Cyril Labbé, professeur à l'université Grenoble Alpes et co-organisateur de l'événement, souligne l'importance de cette rencontre physique : "Se voir physiquement crée quelque chose de plus fort". Cette réunion s'inscrit dans le cadre du projet européen NanoBubbles, qui étudie l'"autocorrection de la science".

Les membres du "Collège invisible" présentent une grande diversité de profils et de spécialités :

  • Elisabeth Bik est experte dans la détection d'images dupliquées
  • Jennifer Byrne traque les fausses séquences génétiques et lignées cellulaires
  • Smut Clyde est habile à identifier les "paper mills", un phénomène apparu dans les années 2010
  • Lonni Besançon a analysé les faiblesses éthiques des articles de Didier Raoult
  • Nick Brown se concentre sur les erreurs statistiques

La fraude scientifique n'est pas un phénomène nouveau, existant depuis les débuts de la science moderne. Cependant, l'ampleur du problème est préoccupante. En 2022, environ 3000 articles scientifiques ont été rétractés, soit 0,04% des publications. La première rétractation d'un article scientifique remonte à 1756, mais le phénomène s'est amplifié ces dernières années.

Le travail de ces experts n'est pas sans risques. Sur une quinzaine de chercheurs interrogés, deux tiers déclarent avoir reçu des insultes et un quart des plaintes plus formelles. Malgré ces défis, tous restent déterminés à poursuivre leur mission.

Guillaume Cabanac, professeur à l'université Toulouse-III-Paul-Sabatier et l'un des organisateurs du colloque, souligne l'importance de créer une communauté de soutien : "L'un des buts [de notre action] est aussi de se soutenir, pour ne pas rester seuls. Créer une communauté".

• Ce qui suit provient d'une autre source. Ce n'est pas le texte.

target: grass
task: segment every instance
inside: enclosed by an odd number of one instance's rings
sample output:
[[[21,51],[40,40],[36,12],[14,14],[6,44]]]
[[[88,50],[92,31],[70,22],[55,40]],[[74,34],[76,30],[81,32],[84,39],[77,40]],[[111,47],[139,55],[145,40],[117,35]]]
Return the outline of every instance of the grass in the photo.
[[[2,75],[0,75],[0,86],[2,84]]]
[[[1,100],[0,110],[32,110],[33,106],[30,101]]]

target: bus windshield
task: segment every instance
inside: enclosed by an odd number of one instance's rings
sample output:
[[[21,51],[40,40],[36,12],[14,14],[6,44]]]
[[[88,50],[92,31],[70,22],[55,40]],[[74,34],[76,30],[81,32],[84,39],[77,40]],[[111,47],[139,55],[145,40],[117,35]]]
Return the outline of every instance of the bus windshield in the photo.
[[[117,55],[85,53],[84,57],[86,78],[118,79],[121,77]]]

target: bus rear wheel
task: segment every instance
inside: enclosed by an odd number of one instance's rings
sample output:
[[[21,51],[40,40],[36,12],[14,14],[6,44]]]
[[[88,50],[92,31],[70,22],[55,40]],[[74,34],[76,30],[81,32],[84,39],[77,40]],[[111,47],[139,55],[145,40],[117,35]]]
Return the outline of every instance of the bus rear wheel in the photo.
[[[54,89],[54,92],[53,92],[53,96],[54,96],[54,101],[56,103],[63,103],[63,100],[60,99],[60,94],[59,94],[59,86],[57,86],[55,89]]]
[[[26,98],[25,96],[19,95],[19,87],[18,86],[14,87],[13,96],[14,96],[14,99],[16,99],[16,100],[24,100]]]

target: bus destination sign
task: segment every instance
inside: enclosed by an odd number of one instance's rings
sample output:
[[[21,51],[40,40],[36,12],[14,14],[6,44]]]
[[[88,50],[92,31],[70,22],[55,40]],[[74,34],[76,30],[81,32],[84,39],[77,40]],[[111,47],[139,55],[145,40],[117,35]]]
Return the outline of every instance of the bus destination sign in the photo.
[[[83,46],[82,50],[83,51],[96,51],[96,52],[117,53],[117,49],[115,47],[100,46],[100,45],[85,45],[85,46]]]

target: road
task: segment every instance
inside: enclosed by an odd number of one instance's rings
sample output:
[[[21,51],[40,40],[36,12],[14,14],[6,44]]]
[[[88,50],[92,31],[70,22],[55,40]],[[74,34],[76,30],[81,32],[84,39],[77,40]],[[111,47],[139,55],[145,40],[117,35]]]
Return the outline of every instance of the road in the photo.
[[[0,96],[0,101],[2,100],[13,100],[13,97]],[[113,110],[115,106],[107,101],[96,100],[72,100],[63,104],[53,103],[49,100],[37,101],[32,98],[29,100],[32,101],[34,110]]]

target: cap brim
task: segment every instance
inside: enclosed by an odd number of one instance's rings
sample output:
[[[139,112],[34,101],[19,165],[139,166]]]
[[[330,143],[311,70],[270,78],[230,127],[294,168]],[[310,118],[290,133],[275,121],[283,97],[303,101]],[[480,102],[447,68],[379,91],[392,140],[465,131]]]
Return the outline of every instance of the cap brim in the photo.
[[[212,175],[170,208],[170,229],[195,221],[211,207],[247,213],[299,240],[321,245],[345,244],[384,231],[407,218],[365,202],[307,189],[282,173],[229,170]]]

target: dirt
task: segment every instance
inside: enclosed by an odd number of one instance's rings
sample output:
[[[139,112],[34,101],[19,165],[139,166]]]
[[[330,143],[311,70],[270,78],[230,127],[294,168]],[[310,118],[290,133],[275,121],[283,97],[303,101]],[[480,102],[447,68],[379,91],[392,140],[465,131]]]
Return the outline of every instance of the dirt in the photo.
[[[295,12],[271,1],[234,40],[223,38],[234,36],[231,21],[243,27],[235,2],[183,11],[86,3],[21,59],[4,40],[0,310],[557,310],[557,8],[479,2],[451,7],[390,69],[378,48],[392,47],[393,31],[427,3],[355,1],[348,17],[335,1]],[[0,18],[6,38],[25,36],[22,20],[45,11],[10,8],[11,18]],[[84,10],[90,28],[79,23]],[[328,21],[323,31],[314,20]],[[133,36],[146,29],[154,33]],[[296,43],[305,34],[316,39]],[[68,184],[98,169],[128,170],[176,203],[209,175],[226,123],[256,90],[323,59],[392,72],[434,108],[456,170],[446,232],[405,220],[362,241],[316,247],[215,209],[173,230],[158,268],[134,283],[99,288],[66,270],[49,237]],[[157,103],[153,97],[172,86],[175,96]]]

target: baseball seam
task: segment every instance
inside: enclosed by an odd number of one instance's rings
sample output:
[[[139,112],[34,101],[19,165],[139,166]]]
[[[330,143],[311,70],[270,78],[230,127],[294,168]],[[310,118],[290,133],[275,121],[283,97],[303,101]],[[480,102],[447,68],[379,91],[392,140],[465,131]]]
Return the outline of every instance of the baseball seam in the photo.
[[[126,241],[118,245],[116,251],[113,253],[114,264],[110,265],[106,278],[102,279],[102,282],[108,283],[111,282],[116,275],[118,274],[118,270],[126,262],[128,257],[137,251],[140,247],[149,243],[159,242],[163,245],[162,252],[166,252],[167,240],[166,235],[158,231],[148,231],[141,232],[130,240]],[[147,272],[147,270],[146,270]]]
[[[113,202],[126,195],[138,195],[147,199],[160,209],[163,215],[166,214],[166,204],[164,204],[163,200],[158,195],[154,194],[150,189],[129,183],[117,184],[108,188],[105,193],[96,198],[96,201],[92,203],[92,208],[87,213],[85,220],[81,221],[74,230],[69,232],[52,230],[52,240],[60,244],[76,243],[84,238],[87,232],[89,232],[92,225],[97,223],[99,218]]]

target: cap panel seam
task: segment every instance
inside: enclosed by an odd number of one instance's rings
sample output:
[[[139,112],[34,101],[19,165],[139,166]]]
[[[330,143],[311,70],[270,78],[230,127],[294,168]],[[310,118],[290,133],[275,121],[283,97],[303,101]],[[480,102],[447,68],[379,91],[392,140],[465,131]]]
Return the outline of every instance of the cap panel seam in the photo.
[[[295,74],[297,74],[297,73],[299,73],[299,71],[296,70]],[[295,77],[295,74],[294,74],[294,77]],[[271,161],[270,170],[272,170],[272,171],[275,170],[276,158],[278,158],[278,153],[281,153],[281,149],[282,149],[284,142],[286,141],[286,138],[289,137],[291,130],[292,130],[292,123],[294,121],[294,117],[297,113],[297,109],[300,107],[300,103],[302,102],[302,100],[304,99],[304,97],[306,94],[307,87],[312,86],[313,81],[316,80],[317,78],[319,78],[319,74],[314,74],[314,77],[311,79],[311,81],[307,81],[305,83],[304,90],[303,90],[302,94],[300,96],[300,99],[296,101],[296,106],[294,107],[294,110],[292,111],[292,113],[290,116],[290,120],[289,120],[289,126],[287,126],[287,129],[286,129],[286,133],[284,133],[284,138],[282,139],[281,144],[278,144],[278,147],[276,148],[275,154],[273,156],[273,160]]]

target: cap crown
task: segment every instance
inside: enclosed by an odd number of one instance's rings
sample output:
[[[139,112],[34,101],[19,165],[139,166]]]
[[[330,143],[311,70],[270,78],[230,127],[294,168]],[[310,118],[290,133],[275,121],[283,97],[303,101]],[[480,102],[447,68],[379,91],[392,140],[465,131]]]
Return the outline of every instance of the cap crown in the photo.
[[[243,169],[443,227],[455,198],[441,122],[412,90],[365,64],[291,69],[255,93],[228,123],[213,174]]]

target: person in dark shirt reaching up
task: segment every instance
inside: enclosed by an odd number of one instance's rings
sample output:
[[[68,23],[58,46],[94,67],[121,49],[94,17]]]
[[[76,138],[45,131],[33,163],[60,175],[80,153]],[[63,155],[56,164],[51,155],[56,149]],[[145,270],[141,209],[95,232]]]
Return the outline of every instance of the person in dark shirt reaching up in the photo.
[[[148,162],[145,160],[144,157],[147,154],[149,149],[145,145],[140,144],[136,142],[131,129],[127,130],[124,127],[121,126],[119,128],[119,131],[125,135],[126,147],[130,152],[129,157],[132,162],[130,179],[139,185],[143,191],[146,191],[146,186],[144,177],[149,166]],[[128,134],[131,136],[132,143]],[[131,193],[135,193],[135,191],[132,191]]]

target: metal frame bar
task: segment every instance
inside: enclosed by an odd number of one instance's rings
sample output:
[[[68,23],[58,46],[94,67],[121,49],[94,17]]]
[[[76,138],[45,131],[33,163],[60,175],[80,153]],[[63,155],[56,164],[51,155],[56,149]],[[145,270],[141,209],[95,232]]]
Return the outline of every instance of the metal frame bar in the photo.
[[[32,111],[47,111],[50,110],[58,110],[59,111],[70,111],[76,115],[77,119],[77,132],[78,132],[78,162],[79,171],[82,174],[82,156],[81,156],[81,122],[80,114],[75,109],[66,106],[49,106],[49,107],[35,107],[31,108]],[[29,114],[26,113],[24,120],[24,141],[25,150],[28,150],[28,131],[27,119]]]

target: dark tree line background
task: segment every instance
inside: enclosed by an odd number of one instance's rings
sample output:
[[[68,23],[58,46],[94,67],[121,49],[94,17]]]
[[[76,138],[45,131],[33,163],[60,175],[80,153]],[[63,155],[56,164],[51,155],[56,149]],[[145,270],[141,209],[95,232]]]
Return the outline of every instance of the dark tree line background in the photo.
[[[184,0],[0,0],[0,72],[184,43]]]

La lutte contre la fraude scientifique s'inscrit dans un contexte plus large d'efforts pour améliorer l'intégrité de la recherche. Des initiatives telles que l'open science, le partage des données brutes et l'utilisation de l'intelligence artificielle pour détecter les fraudes sont de plus en plus promues. La pandémie de COVID-19 a mis en lumière l'importance de ces efforts, avec une augmentation des publications rapides et des rétractations dans le domaine médical.

Le "Collège invisible" joue un rôle crucial dans ce qu'on appelle l'"autocorrection de la science", un processus essentiel pour maintenir la confiance du public dans la recherche scientifique et assurer la fiabilité des connaissances sur lesquelles nous nous appuyons.